Er zerfällt in 3 Gruppen (Fr. Müller):
1) Die östliche Gruppe umfaßt die Kaffernsprachen (Kafir im engern Sinn, Zulu), die Sambesisprachen (Sprachen der Barotse, Bayeye,
Maschona) und Sansibarsprachen (Kisuaheli, Kinika, Kikamba, Kihiau, Kipokomo).
2) Die mittlere Gruppe besteht aus:
a) Setschuana (Sesuto, Serolong, Sehlapi).
b) Tekeza (Sprachen der Mankolosi, Matonga, Mahloenga).
3) Zur westlichen Gruppe gehören:
a) Herero, Bunda, Loanda.
b) Congo, Mpongwe, Dikele, Isubu, Fernando Po, Dualla (in Camerun).
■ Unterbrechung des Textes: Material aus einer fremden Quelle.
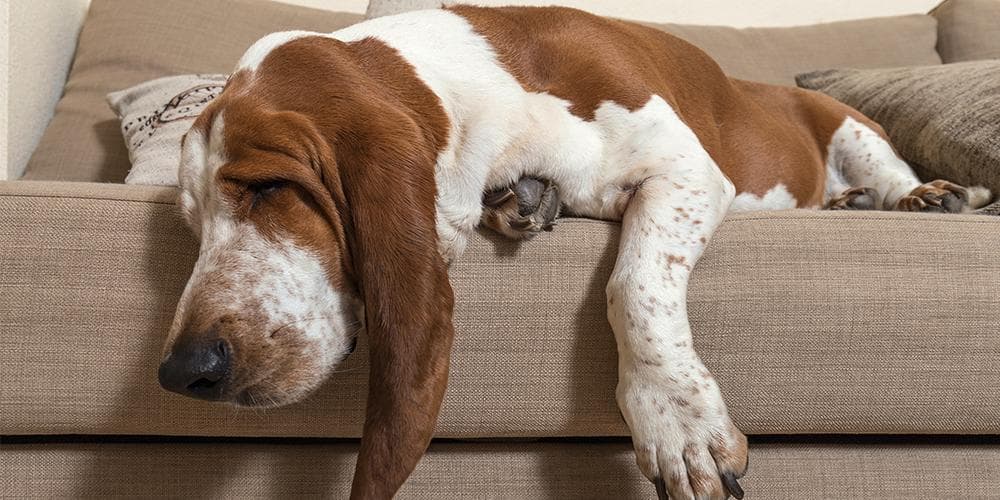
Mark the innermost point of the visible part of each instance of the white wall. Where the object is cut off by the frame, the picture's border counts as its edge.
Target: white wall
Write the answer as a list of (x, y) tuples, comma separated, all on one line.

Auch dieser Sprachstamm zeichnet sich durch eine sehr reiche und regelmäßige Flexion aus, die aber fast nur durch vorn antretende
grammatische Elemente (Präfixe) bewirkt wird. Besonders besitzen sämtliche Bantusprachen eine beträchtliche Anzahl von
Artikeln, die zugleich, in der Bedeutung von Pronomina, an das Verbum und andre Satzteile vorn angesetzt
werden, um die grammatische Kongruenz der Satzglieder auszudrücken. Daher hat sie Bleek die »präfix-pronominalen« Sprachen
genannt.
VI. Hamito-semitischer Sprachstamm.
A. Die hamitische Gruppe umfaßt:
1) Die libyschen od. Berbersprachen in Nordafrika.
2) Die äthiopischen Sprachen, Galla, Somali, Bedscha, Dankali (Danakil), Agau, Saho, Falascha, Belen, vom südlichen
Ägypten bis au den Äquator reichend.
3) Das Altägyptische der ägyptischen Denkmäler und Papyrusrollen mit seiner ebenfalls schon ausgestorbenen Tochtersprache,
dem Koptischen.
B. Die semitische Gruppe teilt sich in:
1) Nördliche Abteilung, bestehend aus dem nahe verwandten Assyrisch und Babylonisch der Keilinschriften, den kanaanitischen
Sprachen, nämlich Hebräisch nebst Samaritanisch und Phönikisch nebst Punisch, und aus den aramäischen
Sprachen, d. h. Chaldäisch und Syrisch nebst Mandäisch und Palmyrenisch.
2) Südliche Abteilung mit Arabisch, jetzt auch in Nordafrika verbreitet u. mit dem Islam immer weiter nach dem Süden Afrikas
vordringend, Himjarisch, Äthiopisch (Geez), Amharisch, Tigré, Harrari.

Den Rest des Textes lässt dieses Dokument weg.